Кайе округлившимися глазами посмотрел на него — и расхохотался. Отсмеявшись, коснулся лба Огонька — пальцы горячие, словно угли.
Голова уплывала куда-то, а тело оставалось на полу. Из спины начал расти тростник. Подросток хотел было сказать об этом оборотню, но побоялся показаться дурачком.
— Найкели, — пробормотал юноша, поглядев на него. — Ступень к огню… — Огонек было встал, качнувшись, но голос айо изменился. — Замри! Дай руку.
Огонек послушно протянул правую. Кайе взял тонкий острый нож и сделал надрез на предплечье подростка. Тот невольно попытался отдернуть руку.
— Тихо! — продолжил свое занятие: делал неглубокие надрезы, создавая непонятный узор. То ли цветок, то ли костер. Поднял собственную ладонь — в крови — к губам, лизнул — настороженно, словно кошка пробует подозрительное питье. Затем плеснул в ладонь немного темной жидкости из флакона, начал с силой втирать в линии узора. Огонек зашипел от едкой боли.

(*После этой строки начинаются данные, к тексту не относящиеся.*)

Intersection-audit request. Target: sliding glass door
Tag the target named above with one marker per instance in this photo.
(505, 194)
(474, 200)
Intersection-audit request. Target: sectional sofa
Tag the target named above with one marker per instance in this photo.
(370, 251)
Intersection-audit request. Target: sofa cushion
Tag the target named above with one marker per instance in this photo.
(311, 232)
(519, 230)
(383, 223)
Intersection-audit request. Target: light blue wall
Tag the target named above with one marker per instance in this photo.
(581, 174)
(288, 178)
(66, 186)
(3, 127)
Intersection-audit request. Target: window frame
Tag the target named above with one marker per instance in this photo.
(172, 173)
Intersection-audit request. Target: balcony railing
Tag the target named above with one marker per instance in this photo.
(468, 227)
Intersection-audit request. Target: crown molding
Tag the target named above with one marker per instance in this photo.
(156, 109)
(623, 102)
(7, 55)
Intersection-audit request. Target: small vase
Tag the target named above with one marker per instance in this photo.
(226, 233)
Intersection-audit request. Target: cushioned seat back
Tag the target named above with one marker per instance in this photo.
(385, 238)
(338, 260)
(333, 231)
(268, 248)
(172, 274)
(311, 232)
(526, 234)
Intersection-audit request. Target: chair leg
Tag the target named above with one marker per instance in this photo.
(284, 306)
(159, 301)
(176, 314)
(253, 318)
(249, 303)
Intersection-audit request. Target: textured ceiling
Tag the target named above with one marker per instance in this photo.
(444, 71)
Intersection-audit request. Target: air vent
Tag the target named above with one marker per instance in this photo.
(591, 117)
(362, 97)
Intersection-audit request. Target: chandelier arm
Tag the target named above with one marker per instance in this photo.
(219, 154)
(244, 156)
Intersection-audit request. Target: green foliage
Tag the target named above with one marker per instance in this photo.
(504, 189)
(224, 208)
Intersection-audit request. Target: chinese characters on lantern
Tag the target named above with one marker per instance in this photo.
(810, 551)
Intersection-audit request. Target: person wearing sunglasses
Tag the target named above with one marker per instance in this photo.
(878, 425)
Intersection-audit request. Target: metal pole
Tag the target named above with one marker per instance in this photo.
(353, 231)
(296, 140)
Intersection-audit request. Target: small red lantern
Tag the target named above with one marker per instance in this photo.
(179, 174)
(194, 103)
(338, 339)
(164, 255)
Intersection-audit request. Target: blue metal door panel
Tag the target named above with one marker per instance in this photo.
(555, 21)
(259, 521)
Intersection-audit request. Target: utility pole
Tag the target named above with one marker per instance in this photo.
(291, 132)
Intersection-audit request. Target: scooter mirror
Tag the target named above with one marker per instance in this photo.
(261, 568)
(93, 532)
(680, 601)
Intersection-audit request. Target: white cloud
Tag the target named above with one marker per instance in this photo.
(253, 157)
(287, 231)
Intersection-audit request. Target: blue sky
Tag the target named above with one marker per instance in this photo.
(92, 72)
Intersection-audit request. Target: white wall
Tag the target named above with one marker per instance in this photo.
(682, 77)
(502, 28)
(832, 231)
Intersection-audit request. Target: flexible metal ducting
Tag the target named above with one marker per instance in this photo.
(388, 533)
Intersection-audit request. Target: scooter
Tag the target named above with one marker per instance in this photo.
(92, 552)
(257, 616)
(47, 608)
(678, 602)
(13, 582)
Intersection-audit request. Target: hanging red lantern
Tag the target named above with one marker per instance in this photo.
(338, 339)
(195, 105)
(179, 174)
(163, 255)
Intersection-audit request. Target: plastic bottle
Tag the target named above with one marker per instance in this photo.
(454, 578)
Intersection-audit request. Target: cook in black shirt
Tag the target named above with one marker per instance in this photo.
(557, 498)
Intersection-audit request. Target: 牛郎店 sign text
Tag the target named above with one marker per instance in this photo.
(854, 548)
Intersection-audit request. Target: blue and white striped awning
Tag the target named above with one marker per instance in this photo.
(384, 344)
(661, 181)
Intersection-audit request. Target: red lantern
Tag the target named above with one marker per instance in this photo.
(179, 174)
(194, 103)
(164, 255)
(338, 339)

— Не шипи, не змея! — достал откуда-то браслет из светлой бронзы, надел на руку Огонька так, что металл скрыл порезы полностью. Сжал края, чтоб не свалился.
— Не снимай. Пока не разрешу.
Голос был взрослым и необычно серьезным. Огонек понял, что противиться не посмеет. Да и снять браслет не сможет, потому что голова уже улетела, а ноги и руки распускаются цветами. Услышал непередаваемый возглас старшего, слова:
— Ну и быстро! — и больше ничего не слышал до самого утра.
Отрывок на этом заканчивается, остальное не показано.